My family reunion is an annual event that we all look forward to all year. My husband and children have come to love it as much as I do. It's a good sized family—I’m one of 17 first cousins, and among us we have 24 children. So there's someone for everyone. But this year's turnout was unusually low, for several reasons. My husband and two oldest children weren't able to go. So Reilly and I set off on Thursday alone.
We flew to Chicago, and took the train from O'Hare into the city, proud of ourselves for having navigated an unfamiliar big-city transit system. Reilly was patient and helpful, a mode he stayed in for most of the rest of the trip. I can be a cranky traveler, as my entire family will attest. But Reilly and I had as smooth and stress-free a trip as any I can remember. Well, I did lose my credit card somewhere in Ft. Wayne, Indiana, and we had a little trouble with navigational devices en route from Chicago to Ft. Wayne, but for the most part we both remained calm and collected.
Reilly is a guy who loves connecting with cousins, old and young. He figures he has only missed two family reunions his entire life. Last summer, he insisted on taking a break during the summer program at the New York Institute of Technology  to fly to Portland, Ore., for the reunion. One of the reasons he wanted to stay home for the summer this year was so he could be sure he wouldn't miss it. He checked in with various family members on Facebook in the weeks leading up to the reunion to find out who was coming. He told one and all that he couldn't wait to see them. He filled me in on who wasn't coming and why.
And this is where I brag about the family I was born into. They are unfailingly kind and accepting of Reilly, as happy to see him as he is to see them.
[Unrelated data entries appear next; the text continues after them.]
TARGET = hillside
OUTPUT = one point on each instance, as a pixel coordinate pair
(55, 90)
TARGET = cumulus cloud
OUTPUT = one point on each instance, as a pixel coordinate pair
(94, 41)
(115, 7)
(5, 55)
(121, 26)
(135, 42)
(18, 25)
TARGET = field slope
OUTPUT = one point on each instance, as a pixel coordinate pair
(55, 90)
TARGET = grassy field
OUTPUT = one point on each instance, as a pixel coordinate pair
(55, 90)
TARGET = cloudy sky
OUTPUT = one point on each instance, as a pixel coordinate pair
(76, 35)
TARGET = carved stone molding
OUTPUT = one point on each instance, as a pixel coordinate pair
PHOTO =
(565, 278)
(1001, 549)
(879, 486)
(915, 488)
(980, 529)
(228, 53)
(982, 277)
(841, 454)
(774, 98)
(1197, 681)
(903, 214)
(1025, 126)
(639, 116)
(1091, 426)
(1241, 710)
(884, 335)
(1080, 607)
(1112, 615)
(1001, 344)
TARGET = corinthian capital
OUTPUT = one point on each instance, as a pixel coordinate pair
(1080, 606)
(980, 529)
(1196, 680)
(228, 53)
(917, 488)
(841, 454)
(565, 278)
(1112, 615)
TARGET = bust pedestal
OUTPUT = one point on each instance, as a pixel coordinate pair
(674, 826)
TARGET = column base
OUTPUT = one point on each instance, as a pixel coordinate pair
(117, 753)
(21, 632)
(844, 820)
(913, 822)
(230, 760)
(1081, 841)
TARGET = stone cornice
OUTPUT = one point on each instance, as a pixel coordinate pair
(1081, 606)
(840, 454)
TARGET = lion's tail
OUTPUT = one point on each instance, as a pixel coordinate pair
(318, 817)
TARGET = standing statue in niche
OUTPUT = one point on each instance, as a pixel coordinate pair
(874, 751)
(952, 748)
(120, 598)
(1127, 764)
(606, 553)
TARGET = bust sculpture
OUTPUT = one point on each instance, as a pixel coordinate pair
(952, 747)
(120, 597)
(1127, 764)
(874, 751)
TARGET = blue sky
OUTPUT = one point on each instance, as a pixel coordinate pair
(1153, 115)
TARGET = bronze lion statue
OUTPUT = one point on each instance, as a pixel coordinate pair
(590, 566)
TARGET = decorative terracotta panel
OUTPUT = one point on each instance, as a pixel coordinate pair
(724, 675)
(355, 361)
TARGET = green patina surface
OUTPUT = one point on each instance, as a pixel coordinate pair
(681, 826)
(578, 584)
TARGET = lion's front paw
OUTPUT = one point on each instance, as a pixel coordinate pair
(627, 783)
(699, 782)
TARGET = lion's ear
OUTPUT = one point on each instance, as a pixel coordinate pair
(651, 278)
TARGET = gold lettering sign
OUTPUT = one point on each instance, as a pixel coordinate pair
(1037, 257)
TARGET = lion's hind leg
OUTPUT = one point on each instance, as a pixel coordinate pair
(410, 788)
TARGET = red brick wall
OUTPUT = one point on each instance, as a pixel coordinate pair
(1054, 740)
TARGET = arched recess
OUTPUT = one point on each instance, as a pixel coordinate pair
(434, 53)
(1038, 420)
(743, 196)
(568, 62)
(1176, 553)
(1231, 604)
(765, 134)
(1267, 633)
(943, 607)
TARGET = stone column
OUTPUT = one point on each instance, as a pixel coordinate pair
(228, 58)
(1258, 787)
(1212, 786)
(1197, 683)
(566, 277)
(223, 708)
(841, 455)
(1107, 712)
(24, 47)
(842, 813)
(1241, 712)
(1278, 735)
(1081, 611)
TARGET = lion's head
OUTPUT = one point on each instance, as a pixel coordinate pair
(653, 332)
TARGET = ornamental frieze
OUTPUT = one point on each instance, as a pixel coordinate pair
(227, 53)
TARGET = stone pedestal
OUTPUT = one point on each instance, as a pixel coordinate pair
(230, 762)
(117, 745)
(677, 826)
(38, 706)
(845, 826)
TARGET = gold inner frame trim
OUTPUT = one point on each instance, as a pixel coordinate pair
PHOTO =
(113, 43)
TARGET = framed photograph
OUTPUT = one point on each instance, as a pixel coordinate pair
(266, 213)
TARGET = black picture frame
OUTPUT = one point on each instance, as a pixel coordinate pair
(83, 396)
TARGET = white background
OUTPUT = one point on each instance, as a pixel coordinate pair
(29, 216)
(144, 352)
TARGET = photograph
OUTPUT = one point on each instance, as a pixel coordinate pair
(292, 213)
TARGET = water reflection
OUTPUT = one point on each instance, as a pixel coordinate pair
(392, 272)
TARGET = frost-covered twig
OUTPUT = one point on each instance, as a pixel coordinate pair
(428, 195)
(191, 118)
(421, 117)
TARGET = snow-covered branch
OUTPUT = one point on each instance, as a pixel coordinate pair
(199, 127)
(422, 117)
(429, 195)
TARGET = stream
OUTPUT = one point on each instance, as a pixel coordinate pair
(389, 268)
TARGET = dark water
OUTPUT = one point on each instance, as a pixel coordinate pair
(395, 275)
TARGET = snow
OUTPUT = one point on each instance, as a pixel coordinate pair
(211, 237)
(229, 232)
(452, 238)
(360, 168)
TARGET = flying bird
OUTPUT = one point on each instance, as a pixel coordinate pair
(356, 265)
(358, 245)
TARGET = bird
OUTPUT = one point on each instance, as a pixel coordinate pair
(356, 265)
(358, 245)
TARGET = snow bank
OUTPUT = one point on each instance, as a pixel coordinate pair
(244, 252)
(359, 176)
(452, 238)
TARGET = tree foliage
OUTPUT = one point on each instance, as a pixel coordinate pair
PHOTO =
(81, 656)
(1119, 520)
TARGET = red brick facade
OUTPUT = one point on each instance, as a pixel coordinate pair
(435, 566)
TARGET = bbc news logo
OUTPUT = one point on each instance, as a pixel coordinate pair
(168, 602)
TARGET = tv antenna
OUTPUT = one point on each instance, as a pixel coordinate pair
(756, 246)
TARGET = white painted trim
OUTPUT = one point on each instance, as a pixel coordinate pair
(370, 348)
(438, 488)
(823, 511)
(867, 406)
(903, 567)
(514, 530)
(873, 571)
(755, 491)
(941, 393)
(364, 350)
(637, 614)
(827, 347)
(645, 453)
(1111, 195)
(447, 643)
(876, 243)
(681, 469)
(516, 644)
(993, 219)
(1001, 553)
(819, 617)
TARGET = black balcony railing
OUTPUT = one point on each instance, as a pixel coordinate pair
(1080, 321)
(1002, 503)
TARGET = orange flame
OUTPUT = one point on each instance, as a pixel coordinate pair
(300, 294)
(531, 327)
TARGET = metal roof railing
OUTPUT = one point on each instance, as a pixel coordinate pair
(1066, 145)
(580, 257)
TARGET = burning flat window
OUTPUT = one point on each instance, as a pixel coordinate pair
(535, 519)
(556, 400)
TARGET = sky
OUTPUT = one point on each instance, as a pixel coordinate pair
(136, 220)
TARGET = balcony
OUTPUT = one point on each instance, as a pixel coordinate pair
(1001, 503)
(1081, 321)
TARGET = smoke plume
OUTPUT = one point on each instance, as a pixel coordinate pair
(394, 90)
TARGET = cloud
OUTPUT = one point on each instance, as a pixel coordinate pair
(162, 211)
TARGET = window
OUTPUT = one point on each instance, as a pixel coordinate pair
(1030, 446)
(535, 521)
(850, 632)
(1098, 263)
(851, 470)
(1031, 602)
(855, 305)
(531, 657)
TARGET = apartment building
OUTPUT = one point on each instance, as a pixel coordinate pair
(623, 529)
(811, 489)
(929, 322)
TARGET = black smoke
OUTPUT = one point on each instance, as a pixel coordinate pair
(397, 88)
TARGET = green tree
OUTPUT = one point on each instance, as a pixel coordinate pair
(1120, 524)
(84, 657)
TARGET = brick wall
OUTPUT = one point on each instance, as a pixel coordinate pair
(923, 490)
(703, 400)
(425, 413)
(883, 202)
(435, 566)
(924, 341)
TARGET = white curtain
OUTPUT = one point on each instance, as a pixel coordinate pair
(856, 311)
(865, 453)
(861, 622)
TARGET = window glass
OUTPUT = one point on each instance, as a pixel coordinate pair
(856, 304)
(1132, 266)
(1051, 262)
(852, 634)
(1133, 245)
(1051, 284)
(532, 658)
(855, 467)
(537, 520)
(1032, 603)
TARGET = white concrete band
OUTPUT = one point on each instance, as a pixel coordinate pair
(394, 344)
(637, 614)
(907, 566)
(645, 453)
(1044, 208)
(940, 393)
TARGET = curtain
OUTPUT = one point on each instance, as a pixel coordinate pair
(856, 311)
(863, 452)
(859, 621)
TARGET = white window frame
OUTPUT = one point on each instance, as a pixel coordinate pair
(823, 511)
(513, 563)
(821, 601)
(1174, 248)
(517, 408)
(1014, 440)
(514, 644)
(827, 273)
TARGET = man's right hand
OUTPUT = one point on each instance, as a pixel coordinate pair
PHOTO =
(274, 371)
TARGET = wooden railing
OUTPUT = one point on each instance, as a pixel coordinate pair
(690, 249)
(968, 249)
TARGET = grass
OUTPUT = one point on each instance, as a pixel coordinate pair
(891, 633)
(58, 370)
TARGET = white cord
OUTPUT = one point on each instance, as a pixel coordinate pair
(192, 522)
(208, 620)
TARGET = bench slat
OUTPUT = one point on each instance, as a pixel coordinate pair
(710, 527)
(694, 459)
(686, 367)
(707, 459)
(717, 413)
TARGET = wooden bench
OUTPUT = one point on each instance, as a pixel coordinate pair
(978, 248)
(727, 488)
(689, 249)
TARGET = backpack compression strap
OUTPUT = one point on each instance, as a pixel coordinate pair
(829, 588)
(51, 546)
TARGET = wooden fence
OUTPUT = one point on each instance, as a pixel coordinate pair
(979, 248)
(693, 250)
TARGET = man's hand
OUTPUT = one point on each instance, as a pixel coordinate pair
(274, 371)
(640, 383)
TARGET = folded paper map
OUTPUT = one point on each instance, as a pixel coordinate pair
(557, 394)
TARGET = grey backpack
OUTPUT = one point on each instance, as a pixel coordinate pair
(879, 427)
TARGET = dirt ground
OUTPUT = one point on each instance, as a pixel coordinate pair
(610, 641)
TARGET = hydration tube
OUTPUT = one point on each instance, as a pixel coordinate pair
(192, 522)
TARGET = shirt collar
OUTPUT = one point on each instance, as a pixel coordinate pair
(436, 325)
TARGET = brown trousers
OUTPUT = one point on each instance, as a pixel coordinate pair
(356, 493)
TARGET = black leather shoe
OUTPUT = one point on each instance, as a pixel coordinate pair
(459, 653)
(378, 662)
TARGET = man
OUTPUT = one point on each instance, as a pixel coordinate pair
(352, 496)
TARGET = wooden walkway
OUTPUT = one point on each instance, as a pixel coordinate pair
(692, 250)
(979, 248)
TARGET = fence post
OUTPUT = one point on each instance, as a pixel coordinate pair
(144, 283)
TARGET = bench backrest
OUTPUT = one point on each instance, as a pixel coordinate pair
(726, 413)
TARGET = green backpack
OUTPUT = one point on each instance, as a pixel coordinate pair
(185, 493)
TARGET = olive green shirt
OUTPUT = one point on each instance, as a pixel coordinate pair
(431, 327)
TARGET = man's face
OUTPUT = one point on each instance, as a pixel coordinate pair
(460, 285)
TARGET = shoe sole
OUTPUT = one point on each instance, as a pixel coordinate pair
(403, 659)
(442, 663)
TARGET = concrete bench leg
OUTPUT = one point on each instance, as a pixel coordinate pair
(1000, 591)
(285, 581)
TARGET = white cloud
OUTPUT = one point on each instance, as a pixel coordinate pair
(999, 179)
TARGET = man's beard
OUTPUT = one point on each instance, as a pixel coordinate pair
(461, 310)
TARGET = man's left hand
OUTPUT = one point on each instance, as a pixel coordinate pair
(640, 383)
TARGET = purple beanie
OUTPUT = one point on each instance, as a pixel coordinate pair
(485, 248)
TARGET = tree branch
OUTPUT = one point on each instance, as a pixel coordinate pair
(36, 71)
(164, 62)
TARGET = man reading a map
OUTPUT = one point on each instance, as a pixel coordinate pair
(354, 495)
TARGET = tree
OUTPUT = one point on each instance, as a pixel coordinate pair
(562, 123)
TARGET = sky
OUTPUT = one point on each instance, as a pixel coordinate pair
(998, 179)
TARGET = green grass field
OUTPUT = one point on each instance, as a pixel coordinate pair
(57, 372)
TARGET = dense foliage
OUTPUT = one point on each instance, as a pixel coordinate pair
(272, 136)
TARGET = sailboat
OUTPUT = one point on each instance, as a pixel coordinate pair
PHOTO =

The reunion is a time when I can completely relax and not worry about judgment or criticism. In fact, I usually don't see much of Reilly during the weekend—he's always going off someplace with cousins he hasn't seen in a year. And I know he's in good company. They have my back. They listen patiently to his often long stories, ignoring vocal tics that can make the telling grueling. They all seem genuinely interested in what he has to say, and then they tell me how great they think he's doing, how much he's progressed since they saw him last year. He feels completely at ease among them.
Reilly and I shared a hotel room relatively peacefully. He got up in the morning without much prodding and showered without much complaining. He was flexible and game for whatever came next. We spent an extra day in Chicago before flying back home, sightseeing amicably, keeping our composure even when we were lost and hot. A cool taxi ride refreshed us and we went to the Navy Pier to ride the giant Ferris wheel, enjoying the skyline views.
On the train ride back to O'Hare, Reilly was already reminiscing. When we got home, he connected with cousins again on Facebook, telling them he hopes to see them again next summer, and nagging the ones who weren't able to make it this year.
While I was giving him a ride to work the next day, he said he looks forward to the time when he and his brother and sister can bring their children to the reunion. To which I can only say, Amen.